Now the Steam Engine:

  • Used to power the steam locomotive and steamboats, greatly increasing domestic and international migration as well as urbanization, as well as the shipment of resources and goods.

The Internal Combustion Engine

  • Made in the late 19th century and widely pushed in the late 20th century.

  • Created a huge new oil industry that effectively replaced horses with new ways of movement through diesel automobiles.

  • Also applied during the World Wars through war machines - fighter jets, tanks, and subs used it.

  • It allowed for the more rapid and efficient movement of goods and people.

  • Became a huge source for greenhouse gases, driving climate change.

World Energy consumption

Transportation Breakthroughs:

20th century technological infrastructure:

  • Building upon the developments of railroads and steamships were automobiles and supertankers, allowing for a stronger surging of goods and people through globalization.

  • Cars, buses, and trucks were automobiles that became widely consumed by the public.

    • This was thanks to America’s democratization of the Model T and the growing availability of cheap gasoline.

    • Cars also became a symbol of status and freedom for individuals

    • Cars and road infrastructure geographically geographically united nations.

      • Integrated remote rural areas firmly into a nation.

      • Cars thus facilitated the growth of huge suburbs, generating air pollution and traffic jams.

Communication & Information Breakthroughs:

The Communication Revolution: modern transformation from the 19th century to the present.

  • Began in the 19th c. with the electric telegraph and telephone

  • 20th c. vacuum tubes, transistors, microprocessors, and fiber-optic cables enabled radios, videos, televisions, and most recently computers, cell phones, and the Internet.

  • Became popular among developing countries worldwide. In most of Latin America, North Africa, the Middle East, and East Asia, 90 percent have TVs in the early 21st c.

    • The internet has connected over half of the global population by 2017 through web browsers

    • Cell phones make it easy for African developing countries to connect cheaply in contrast to expensive traditional landlines.

Effects of this:

  • Radio allows people of all classes and situations to become aware of international events

    • Were deemed helpful by Hitler and FDR to address their nations and maintain power during the Great Depression and World War II

    • Were deemed threatening to nations who sought to censor information, as in the Soviet Union, contributing to the fall of Communist rule in that country.
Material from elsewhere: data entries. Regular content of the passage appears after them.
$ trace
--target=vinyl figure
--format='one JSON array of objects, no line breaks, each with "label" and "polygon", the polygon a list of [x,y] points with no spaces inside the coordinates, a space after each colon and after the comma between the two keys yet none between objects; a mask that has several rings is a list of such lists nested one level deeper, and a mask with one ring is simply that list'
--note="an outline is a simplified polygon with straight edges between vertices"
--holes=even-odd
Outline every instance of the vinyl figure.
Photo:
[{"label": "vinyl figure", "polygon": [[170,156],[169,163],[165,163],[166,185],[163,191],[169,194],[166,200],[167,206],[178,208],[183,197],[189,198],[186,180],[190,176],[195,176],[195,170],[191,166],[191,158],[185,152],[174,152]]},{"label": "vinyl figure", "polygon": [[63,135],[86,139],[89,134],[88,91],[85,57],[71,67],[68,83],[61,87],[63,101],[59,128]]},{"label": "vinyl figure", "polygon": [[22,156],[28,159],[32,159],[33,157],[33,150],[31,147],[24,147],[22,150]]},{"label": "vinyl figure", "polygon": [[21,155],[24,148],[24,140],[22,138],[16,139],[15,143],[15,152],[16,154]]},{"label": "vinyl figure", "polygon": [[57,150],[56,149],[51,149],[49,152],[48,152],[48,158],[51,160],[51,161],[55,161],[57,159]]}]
  • PCs and their uses have made it easy in the Western nations to engage in the technological revolution during the 1980s.

  • Education, business, and economics have been elevated, but also grown reliant on computers.

    • Commerce and industry has been elevated in many countries.

  • Informational tech has grown to be a concern due to suspicions of government or corporal involvement in personal information as well as its vulnerability to breaches.

Military Breakthroughs:

  • The World Wars had their scale of civilian deaths elevated by machine guns, explosives, fighter jets, submarines, tanks, atomic bombs, and radios.

  • The Cold War developed and studied upon energy forms to develop more tactical nuclear weapons like hydrogen bombs

  • These military technologies have been utilized by civilization for radar, nuclear energy, satellites, and the Internet.